Ecologists have long suspected that artificial lights at night interfere with pollination. Now they have evidence. “This lets us put forward recommendations to people that are, this very minute, designing future lighting systems,” said Travis Longcore, an urban ecologist at the University of Southern California.
“Artificial lights are attractive to insects for reasons we don’t fully understand,” Warrant said. It’s thought that they might navigate by moonlight or fly toward light to escape the canopy of a dark forest.
Lights can also affect insect reproduction, for example, by distracting male moths from the pheromones emitted by females. Predators like bats and geckos have been shown to adjust their feeding habits to forage around lights, an added threat to nocturnal insects. Whatever the cause, more lights probably mean fewer pollinators visit flowers.
To determine whether fewer visits by nocturnal insects meant less pollination, Knop’s group surveyed the number of fruits produced by plants in their experimental meadows. They analyzed 100 cabbage thistle plants. The buds of these thistles before they flower resemble their cousin the artichoke. After pollination, they produce tiny fruits called achenes, which are similar to what we think of as the seeds in a strawberry.
These flowers were common to all sites and a favorite among pollinators, especially nocturnal ones. Thistles from sites with street lamps produced about 10 percent fewer fruits. That means pollination during the day did not make up for the deficit at night caused by the lamps. It could also mean that the lights influence the physiology of the plants directly.

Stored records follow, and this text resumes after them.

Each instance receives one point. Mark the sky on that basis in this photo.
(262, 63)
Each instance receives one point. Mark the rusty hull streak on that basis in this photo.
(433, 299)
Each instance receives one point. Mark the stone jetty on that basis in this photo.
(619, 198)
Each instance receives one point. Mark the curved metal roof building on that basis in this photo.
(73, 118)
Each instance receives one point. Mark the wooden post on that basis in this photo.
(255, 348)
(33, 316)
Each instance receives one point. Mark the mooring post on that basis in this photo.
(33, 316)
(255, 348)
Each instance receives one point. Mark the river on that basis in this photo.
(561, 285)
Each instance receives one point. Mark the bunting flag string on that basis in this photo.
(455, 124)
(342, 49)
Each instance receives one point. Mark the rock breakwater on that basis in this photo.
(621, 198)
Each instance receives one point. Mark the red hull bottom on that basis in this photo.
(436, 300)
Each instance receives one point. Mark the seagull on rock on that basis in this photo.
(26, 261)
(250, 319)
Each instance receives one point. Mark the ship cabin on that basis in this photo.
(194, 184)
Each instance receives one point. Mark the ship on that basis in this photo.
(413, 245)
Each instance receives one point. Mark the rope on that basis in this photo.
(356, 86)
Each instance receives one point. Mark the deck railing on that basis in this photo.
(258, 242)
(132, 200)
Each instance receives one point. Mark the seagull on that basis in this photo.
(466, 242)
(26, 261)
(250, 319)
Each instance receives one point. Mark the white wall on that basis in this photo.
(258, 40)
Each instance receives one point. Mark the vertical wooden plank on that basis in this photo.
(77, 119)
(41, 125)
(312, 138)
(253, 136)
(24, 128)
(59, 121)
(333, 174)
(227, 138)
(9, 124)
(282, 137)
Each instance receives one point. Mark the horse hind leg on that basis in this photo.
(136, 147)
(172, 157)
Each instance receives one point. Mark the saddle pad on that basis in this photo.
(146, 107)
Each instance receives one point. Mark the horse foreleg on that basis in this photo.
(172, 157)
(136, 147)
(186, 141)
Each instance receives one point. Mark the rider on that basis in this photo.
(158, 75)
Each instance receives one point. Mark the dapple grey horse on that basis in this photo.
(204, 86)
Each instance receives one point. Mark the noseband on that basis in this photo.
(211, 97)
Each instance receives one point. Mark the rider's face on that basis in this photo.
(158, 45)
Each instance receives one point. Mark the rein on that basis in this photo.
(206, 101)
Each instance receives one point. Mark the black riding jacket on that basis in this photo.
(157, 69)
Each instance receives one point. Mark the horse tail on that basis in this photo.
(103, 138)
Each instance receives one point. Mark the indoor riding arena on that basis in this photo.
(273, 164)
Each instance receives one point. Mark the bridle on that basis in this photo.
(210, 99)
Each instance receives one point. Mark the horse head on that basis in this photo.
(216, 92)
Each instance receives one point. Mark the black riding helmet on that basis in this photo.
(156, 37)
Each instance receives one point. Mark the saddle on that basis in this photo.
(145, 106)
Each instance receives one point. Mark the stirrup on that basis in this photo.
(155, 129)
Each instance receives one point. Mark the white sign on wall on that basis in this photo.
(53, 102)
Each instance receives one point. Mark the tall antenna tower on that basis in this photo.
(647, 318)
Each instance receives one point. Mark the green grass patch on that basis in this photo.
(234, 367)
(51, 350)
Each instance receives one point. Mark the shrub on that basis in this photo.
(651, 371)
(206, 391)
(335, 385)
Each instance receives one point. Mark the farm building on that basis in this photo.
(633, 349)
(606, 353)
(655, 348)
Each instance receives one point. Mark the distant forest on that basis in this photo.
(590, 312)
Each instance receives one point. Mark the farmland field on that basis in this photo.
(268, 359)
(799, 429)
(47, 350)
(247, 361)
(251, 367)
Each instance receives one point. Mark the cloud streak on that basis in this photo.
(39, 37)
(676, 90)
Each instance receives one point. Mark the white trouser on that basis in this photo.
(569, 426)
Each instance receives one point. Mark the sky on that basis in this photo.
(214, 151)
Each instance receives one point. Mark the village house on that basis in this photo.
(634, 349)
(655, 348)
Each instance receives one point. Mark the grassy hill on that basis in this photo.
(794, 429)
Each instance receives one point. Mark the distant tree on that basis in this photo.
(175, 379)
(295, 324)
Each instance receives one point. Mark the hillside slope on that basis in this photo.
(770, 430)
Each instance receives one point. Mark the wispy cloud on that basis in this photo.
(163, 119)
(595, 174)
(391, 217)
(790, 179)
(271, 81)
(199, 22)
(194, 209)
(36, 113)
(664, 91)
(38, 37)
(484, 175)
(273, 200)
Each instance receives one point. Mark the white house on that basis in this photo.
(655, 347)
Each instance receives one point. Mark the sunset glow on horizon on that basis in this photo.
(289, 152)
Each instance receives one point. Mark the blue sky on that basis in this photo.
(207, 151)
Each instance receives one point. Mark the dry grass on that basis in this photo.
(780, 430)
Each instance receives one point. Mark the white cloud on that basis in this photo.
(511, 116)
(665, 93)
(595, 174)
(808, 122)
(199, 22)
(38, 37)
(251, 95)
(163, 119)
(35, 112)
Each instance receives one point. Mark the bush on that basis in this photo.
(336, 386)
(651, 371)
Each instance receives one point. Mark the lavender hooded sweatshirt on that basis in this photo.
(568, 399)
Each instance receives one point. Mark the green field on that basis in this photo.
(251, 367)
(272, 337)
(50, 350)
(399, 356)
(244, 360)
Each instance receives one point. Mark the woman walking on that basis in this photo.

Even plants at the periphery of the glow, 15-20 yards from the lamps, produced fewer fruits. Longcore predicts that plants outside of the direct beam of streetlights could also be affected by the “sky glow” that occurs in urban areas.
Streetlights could reduce fruit production in at least two ways, Longcore said: indirectly, by misdirecting pollinators, and directly, by influencing the plants’ sense of time. Like humans (and birds and insects), plants have circadian rhythms. Plants use shifting light spectra as signals for where to grow and when to flower.
He shared a story about a soybean field on the outskirts of Lincoln, Neb., where the plants surrounding streetlights failed to set seeds. These soybeans were waiting for shorter days to signal “winter is coming,” but under the artificial glow, that signal never came. Soybeans, which are self-pollinated, do not rely on insect pollinators, so the effect must have occurred from the lights directly.
Plants and insects also differ in how they respond to certain wavelengths of light. The ratio of red to far-red light tells a plant that it’s in the shade and needs to grow its way toward the sun. Blue light signals to plants that they are in the sun and should open their pores, take up carbon dioxide and start photosynthesizing.
“Insects are very sensitive to blue light and even more sensitive to ultraviolet light,” Longcore said. One potential solution would be to light streets with LEDs in the yellow or green spectrum, although Warrant cautioned that these lights might still draw insects. More research is needed to determine the effect that certain wavelengths of lights may have on insects and plants.
There’s evidence to suggest that dimming lights in the late hours and then switching them off after a certain time may help, Davies said. Lights activated by motion sensors are also a better option than constant illumination.
Pollinators and pollinator decline have gotten a lot of attention lately, but mostly in terms of how farming practices disrupt the environment during the day. “If we don’t look at nocturnal ecological communities,” Longcore said, “we’re only getting half of the environmental story.”